Lys Arango has been awarded an Honourable Mention for her work

‘Hunger Recipes’




Lys Arango is a Spanish documentary photographer and writer, and a member of VU’ Agency. Originally from Madrid and based in Paris, she undertakes self-initiated research projects focusing on environmental and social issues. Arango builds her work on genuine relationships with her subjects through time, trust, and understanding. Since 2019, she has been working on a global hunger project, gathering stories, testimonies, and images from regions affected by armed conflicts and ecological challenges. Her work has received significant recognition, including becoming a National Geographic Explorer in 2024 and receiving the Pictures of the Year award in 2023 for her project “The River Ran Black.” Her photographs have been exhibited at various festivals and published by international media such as CNN, Le Monde, BBC News, El País Semanal, and Marie Claire Magazine.

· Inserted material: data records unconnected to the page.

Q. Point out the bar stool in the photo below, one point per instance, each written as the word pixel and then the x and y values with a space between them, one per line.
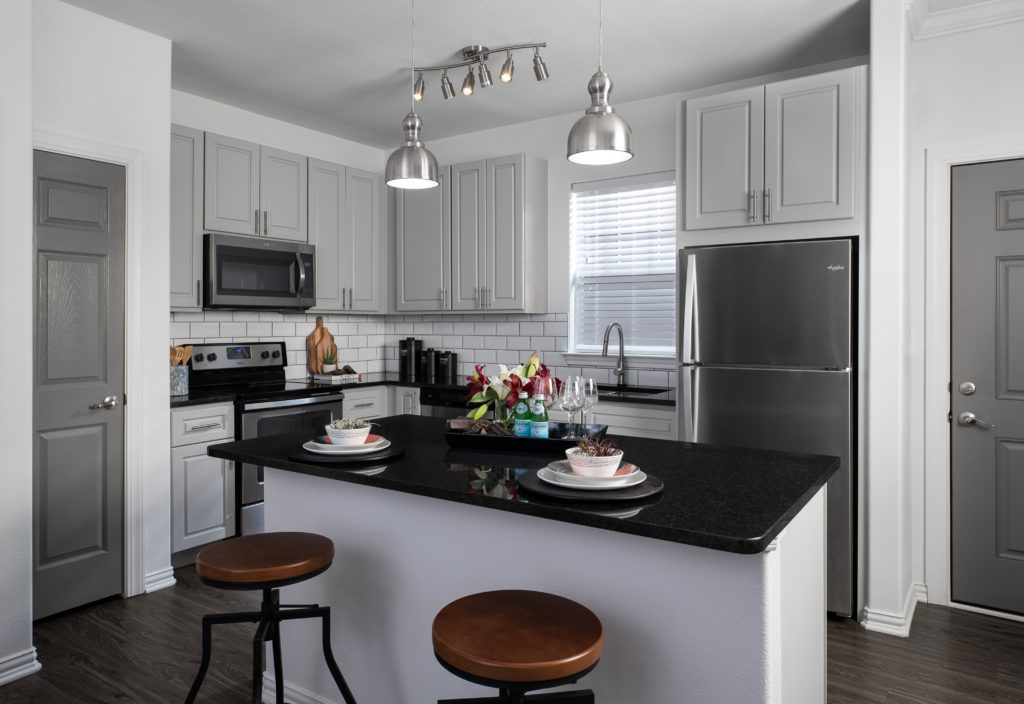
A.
pixel 518 642
pixel 267 562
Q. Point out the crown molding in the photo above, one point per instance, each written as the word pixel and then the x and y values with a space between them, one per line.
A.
pixel 926 23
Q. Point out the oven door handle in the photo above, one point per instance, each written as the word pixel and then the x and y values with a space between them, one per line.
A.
pixel 291 402
pixel 302 275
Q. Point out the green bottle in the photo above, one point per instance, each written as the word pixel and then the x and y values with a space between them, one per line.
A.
pixel 522 415
pixel 539 418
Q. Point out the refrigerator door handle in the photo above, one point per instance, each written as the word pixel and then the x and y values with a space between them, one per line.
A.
pixel 689 330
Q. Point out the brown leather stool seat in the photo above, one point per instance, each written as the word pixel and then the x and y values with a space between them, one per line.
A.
pixel 518 641
pixel 267 562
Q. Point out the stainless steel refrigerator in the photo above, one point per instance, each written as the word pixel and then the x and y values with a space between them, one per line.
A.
pixel 767 356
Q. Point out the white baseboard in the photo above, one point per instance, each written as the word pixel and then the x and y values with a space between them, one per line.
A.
pixel 160 580
pixel 293 693
pixel 18 665
pixel 896 624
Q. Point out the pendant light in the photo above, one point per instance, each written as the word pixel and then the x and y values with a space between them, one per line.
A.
pixel 412 165
pixel 600 136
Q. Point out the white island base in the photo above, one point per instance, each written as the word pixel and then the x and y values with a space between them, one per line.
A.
pixel 683 624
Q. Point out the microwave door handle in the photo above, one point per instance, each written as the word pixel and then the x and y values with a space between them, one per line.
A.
pixel 302 275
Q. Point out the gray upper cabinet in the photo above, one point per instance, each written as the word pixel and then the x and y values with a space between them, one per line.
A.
pixel 253 189
pixel 777 154
pixel 345 227
pixel 186 218
pixel 491 229
pixel 422 246
pixel 283 194
pixel 366 262
pixel 468 243
pixel 724 158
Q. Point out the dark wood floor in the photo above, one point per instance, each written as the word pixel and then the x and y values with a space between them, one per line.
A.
pixel 144 650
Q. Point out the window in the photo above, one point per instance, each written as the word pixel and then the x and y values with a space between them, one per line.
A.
pixel 623 254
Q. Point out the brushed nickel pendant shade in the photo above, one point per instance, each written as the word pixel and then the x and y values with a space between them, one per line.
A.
pixel 601 136
pixel 412 165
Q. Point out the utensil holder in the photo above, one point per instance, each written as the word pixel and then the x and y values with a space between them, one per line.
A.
pixel 179 381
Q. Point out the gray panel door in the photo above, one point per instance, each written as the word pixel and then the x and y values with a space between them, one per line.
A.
pixel 423 245
pixel 504 245
pixel 809 129
pixel 231 185
pixel 468 225
pixel 283 194
pixel 781 304
pixel 987 352
pixel 186 217
pixel 790 410
pixel 724 158
pixel 366 259
pixel 329 234
pixel 79 353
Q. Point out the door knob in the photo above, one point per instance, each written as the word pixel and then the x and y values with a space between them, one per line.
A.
pixel 110 403
pixel 968 419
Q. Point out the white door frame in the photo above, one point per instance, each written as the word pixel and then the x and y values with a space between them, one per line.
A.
pixel 133 162
pixel 937 457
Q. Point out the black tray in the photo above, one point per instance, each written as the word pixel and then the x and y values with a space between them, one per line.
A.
pixel 649 487
pixel 554 443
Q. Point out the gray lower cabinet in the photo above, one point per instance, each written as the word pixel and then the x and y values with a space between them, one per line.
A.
pixel 253 189
pixel 345 227
pixel 479 243
pixel 780 152
pixel 186 218
pixel 202 487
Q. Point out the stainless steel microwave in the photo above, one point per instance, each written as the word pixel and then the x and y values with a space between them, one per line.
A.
pixel 252 272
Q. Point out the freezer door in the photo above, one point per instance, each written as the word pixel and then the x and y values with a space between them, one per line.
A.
pixel 783 409
pixel 784 304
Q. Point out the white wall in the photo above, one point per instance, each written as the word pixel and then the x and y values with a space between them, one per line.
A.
pixel 102 89
pixel 17 657
pixel 965 98
pixel 211 116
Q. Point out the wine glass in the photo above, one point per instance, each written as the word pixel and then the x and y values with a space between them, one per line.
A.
pixel 588 388
pixel 570 400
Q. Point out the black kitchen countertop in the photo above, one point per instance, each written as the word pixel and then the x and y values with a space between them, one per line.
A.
pixel 725 498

‘Hunger Recipes’ addresses the often-hidden issue of hunger in France, where 22% of households experience food insufficiency, yet fewer than 5% seek assistance. This project illuminates the human stories behind these statistics, showcasing recipes created from limited, often unchosen ingredients. Unlike typical cookbooks, it reveals the reality of food scarcity. The project explores how food culture for many has shifted to a culture of hunger, documenting the strategies people use to feed their loved ones with meagre resources. It also includes recipes from charitable associations made from unsold or near-expiry date products. Beyond being a cookbook, “Hunger Recipes” is a powerful reminder of the daily struggles of many French households. It invites readers to connect with these experiences through culinary photographs and narratives, emphasising resilience and hope. By sharing these stories, ‘Hunger Recipes’ aims to raise awareness and inspire action to combat food insecurity.


Nagbe, 67, from Ivory Coast, eats in her social hotel room where she has been living since 2020. Not having access to a kitchen, she is forced to cook inside the room under harsh conditions. extremely precarious. Ile-de-France, 2022.
The preparation of a fish dish in the sink of the bathroom of a social hotel in the 18th arrondissement of Paris. The Beninese woman has been living in a room with her two children for three years. They don’t have access to a kitchen. Ile-de-France, 2022.




Julian Harvie, Marketing Director, Nikon Northern Europe, says:
“Once again, we have been moved by this year’s Winner and Honourable Mentions of the Marilyn Stafford FotoReportage Award. Franceschini’s ‘The Leap of Fish that Dream of Flying’ is as inspiring as it is thought-provoking, challenging even through a single image our perception of the right relationship between humans and nature. They say great photography asks great questions, and the story of her work does just that. Nikon is proud to invest in her story, as well as all those shortlisted for this important award.”


Nina Emett, FotoDocument founder, Curator, Photographer, says:
‘‘There were so many outstanding entries to the Marilyn Stafford FotoReportage Award 2024 from all over the world, and it is clear that any one of the shortlisted photographers deserves wide recognition. But the jurors agreed that Isabella Franceschini’s project ‘The Leap of Fish that Dream of Dying’ stood out for its hauntingly beautiful images, eloquent narrative storytelling, and environmental importance and replicability. We wish Isabella our hearty congratulations for this incredible achievement and we look forward to witnessing how the story progresses. We would also like to offer our congratulations to those awarded an Honourable Mention – Andrea Hernández Briceño, Jennifer Carlos and Lys Arango. We extend our sincere gratitude to our friends at Nikon for their continued support of this unique and impactful award.”